Revista Libros
Las dotes como narrador de Zajar Prilepin se manifiestan de manera inmediata en la primera página: allí no nos habla de la guerra ni del ejército ni de nada relacionado con ambos; nos habla de una visión que le atormenta, en la que viaja en un autobús con su hijo adoptivo y el vehículo cae al agua, teniendo él que luchar no sólo por su supervivencia, sino también por la del muchacho. Prilepin nos describe esto con tanta fuerza que ya quedamos enganchados a la obra y a lo que quiera contarnos. El narrador ni siquiera regresa a ese punto: nunca sabremos si la visión es premonitoria, o si aquello sucedió de verdad y le atormenta el recuerdo, no sabemos si llega a tener un hijo o si sólo imagina la posibilidad de tener un hijo cuya vida corre peligro. Pero ese miedo, sea lo que sea, al final está relacionado con la guerra: pues los hombres suelen regresar de la guerra abatidos por las pesadillas, los recuerdos, las visiones…
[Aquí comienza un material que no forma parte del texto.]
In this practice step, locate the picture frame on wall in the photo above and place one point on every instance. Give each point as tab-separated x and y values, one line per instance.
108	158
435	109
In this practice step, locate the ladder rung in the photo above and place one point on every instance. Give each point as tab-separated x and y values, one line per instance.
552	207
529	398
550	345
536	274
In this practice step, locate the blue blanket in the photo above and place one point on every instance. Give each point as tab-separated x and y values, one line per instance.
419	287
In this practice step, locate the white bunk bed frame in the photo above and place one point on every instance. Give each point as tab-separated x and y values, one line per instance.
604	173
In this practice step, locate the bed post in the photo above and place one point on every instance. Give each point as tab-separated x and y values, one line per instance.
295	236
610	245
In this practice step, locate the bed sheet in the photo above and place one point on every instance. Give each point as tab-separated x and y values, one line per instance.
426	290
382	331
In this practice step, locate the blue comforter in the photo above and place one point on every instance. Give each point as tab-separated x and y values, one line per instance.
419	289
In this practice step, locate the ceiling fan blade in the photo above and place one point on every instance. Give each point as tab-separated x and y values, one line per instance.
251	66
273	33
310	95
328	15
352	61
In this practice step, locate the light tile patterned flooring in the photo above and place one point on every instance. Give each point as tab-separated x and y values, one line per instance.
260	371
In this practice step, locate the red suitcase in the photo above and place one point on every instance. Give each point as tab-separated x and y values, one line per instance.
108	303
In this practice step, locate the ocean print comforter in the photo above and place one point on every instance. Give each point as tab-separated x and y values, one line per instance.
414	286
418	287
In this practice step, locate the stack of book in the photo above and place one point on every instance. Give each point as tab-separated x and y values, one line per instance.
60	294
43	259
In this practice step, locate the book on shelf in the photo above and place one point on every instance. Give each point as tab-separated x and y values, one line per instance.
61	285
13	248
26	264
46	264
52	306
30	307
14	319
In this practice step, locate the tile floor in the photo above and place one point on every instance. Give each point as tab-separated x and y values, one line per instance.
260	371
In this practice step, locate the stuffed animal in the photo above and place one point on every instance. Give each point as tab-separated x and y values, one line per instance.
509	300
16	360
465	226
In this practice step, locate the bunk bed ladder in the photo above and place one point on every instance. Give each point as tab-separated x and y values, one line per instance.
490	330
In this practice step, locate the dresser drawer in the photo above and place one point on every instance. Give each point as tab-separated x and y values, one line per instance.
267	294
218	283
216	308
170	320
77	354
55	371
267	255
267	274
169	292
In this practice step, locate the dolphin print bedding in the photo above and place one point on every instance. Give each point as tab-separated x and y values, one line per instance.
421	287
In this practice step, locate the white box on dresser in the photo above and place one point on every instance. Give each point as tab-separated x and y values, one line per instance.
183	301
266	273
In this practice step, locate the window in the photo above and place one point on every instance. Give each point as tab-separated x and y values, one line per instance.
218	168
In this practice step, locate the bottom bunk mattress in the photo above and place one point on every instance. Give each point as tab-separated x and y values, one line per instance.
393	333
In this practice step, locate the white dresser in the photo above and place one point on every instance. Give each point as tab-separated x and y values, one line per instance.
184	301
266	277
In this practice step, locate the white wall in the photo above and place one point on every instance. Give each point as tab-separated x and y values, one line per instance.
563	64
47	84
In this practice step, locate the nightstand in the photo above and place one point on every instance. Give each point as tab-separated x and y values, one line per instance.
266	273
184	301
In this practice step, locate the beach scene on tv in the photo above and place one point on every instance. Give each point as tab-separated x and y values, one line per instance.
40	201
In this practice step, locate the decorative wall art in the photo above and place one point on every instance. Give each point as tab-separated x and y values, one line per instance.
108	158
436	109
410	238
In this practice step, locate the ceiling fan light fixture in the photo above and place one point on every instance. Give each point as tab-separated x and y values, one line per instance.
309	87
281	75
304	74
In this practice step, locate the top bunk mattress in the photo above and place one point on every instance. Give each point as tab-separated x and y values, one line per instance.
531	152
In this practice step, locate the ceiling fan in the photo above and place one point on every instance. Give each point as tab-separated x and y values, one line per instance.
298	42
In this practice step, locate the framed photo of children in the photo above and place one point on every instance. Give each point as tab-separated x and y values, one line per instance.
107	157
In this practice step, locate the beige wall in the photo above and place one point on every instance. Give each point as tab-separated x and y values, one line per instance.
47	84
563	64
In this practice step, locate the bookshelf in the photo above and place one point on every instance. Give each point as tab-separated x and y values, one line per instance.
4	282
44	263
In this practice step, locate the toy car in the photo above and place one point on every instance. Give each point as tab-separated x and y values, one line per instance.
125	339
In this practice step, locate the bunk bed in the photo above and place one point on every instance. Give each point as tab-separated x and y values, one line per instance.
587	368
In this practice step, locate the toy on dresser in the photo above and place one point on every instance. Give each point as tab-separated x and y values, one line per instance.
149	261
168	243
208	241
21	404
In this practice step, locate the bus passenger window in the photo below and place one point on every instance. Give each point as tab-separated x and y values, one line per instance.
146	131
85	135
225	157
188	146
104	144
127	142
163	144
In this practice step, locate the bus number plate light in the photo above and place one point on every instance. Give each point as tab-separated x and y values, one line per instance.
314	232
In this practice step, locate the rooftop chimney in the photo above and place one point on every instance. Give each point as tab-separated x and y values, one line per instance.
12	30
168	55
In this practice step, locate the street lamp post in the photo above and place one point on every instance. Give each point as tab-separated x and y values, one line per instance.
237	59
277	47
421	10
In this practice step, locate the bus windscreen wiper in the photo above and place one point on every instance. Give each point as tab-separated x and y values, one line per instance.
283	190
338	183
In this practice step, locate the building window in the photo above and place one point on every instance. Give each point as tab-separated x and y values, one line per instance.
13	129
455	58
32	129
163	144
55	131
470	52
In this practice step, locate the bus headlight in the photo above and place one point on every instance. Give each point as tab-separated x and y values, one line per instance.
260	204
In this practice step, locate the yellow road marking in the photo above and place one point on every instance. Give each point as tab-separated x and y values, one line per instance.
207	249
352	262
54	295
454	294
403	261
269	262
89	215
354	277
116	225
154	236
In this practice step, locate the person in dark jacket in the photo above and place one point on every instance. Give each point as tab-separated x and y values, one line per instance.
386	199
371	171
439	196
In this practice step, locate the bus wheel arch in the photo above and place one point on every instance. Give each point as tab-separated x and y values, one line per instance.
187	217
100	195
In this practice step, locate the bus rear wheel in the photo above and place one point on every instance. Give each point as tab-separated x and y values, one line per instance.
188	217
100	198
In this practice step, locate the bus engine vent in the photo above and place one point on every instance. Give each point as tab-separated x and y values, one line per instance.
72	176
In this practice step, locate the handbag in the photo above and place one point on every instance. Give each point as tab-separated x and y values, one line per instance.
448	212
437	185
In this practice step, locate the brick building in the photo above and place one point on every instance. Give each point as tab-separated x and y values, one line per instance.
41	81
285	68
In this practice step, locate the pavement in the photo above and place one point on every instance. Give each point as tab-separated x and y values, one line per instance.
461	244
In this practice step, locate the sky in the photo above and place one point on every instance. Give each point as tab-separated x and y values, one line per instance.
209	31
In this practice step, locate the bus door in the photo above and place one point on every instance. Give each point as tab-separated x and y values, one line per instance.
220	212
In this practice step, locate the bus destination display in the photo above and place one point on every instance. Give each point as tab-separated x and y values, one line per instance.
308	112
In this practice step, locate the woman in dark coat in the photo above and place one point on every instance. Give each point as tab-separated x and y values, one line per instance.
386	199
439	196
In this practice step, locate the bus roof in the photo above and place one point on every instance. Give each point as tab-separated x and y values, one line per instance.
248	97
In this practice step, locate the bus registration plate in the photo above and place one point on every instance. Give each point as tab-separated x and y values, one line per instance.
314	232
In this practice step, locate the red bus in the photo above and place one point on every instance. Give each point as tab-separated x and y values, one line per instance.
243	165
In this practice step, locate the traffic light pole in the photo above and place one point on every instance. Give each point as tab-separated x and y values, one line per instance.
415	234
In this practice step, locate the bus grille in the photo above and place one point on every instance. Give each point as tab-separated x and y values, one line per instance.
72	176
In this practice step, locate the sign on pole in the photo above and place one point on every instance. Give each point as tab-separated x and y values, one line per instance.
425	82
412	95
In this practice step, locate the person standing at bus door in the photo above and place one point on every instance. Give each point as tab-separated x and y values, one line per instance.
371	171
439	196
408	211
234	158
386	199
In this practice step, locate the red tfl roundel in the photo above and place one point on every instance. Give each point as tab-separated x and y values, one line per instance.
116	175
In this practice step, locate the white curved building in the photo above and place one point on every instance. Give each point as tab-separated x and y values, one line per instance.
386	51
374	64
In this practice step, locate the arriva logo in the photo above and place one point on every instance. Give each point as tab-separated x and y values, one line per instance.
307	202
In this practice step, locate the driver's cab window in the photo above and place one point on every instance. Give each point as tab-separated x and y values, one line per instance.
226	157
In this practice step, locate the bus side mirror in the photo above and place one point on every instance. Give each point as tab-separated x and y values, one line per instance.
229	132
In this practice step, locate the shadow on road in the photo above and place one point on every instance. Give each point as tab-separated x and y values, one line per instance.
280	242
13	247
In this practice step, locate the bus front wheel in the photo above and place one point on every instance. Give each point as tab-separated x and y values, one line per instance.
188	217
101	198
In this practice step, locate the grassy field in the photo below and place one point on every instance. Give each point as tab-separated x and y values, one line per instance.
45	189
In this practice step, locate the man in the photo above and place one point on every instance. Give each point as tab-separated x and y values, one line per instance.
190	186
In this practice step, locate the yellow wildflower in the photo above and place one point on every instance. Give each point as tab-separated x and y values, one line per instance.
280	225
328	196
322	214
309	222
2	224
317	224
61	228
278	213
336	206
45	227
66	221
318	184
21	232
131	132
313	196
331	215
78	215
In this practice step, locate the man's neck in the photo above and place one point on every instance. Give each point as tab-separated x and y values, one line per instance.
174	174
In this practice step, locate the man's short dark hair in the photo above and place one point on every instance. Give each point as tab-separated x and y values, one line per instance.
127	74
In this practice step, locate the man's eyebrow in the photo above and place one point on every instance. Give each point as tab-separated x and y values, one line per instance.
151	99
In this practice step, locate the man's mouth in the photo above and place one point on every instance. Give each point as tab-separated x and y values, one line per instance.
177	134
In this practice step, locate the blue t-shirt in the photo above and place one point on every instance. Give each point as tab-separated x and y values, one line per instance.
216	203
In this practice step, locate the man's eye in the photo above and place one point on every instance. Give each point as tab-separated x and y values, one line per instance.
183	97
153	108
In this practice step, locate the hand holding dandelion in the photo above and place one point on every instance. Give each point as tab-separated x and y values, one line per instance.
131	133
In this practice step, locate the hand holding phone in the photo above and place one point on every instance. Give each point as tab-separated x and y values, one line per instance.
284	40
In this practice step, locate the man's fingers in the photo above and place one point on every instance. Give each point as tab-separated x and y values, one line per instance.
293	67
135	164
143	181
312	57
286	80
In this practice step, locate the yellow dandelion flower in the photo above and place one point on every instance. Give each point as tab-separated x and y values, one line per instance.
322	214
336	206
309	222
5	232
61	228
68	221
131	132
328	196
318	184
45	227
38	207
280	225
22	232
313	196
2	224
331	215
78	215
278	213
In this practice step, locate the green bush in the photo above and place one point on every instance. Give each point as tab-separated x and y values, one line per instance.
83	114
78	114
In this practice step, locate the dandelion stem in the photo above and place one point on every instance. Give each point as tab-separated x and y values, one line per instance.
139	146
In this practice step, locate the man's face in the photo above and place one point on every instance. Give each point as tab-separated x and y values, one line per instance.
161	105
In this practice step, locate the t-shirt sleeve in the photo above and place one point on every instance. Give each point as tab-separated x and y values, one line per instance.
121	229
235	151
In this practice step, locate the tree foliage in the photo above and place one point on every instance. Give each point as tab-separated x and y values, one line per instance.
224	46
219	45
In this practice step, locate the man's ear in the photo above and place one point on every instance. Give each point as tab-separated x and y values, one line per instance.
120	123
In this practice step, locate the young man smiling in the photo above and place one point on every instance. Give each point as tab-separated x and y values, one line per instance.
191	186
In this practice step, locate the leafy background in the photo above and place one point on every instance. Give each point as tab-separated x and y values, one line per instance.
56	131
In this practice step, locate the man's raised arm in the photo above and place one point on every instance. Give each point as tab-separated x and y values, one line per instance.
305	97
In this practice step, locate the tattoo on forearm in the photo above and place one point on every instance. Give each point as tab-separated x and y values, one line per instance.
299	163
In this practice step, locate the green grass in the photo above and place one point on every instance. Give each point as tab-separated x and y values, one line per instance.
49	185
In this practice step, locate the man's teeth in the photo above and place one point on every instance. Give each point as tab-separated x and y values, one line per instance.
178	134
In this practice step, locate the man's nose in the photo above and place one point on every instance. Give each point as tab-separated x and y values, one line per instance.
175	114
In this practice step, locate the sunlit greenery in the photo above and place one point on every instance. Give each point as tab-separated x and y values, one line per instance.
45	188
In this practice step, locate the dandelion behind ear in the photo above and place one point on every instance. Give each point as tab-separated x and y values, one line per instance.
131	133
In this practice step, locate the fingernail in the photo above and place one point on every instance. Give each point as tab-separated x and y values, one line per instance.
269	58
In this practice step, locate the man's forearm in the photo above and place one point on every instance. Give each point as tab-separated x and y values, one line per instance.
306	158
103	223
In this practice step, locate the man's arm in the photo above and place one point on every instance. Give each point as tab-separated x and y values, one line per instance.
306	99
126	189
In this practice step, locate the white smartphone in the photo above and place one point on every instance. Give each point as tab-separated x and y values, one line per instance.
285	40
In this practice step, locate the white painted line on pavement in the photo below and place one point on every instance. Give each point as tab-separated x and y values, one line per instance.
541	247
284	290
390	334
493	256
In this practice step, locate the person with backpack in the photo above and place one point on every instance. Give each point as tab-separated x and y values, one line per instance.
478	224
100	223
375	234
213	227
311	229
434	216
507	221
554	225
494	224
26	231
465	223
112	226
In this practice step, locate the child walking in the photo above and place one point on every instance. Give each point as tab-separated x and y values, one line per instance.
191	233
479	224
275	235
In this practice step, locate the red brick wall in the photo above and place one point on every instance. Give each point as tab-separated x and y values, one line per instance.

Durante el resto del libro Prilepin alterna la historia de su noviazgo con Dasha durante sus tiempos de civil (una relación matizada por los celos, que aún siente) con las incursiones junto a los soldados por territorio checheno. El contraste entre los dos mundos es, lógicamente, brutal. La rutina de las maniobras y de las exploraciones marca la primera mitad del libro: Yegor y sus compañeros (todos ellos señalados con apodos) se dedican a emborracharse para disfrazar un poco los horrores de la guerra, a comer cuanto pueden, a preguntarse cuándo morirán y cuánto tiempo les queda de vida. En la segunda mitad, aislados en una escuela abandonada, tendrán que poner a prueba sus agallas y su capacidad para salvar el pellejo. Y es ahí donde Prilepin demuestra una vez más su habilidad para introducirnos en un infierno de explosiones y vísceras que salpican las paredes mientras los protagonistas casi se mueren de miedo. Os copio un fragmento, perteneciente a uno de esos pasajes en los que el narrador se come la cabeza pensando en una posible huida que lo libre de las batallas que le esperan:
¿Es posible que me pase toda la noche aquí acostado, sin parar de pensar? Mi vida, ¿cuánto tiempo más durará? ¿Ocho horas? Seguro que ya no serán ni ocho, cada vez queda menos y menos tiempo; han pasado ya unos segundos y, mientras lo pienso, todavía se escabullen algunos más, y mientras me digo “se escabullen algunos más”, aún… ¿Tendría que hacer algo? Tal vez salir del dormitorio ahora mismo, como si tuviera ganas de orinar, dar una palmada al centinela en la espalda, como diciéndole: no te levantes, hermano, sigue atento a la radio, voy un momento a mear… Salir y dirigirme al portal… Allí no hay centinelas durante la noche. Ir más allá del portal, fingiendo que no oyes cómo te llaman desde el tejado y caminar, caminar, después correr, a través de la ciudad, hasta el mismo Sunzha, hasta el puente… Refugiándome en los portales de las casas, ocultándome, estremeciéndome con todo el cuerpo, quién me necesita: solo, desarmado, un desertor indefenso. Cruzo el puente, allí no hay ningún punto de control, y camino durante la noche, corro, tal vez llore de vergüenza, pero no pasa nada, de eso nadie se muere… Correré hasta la frontera…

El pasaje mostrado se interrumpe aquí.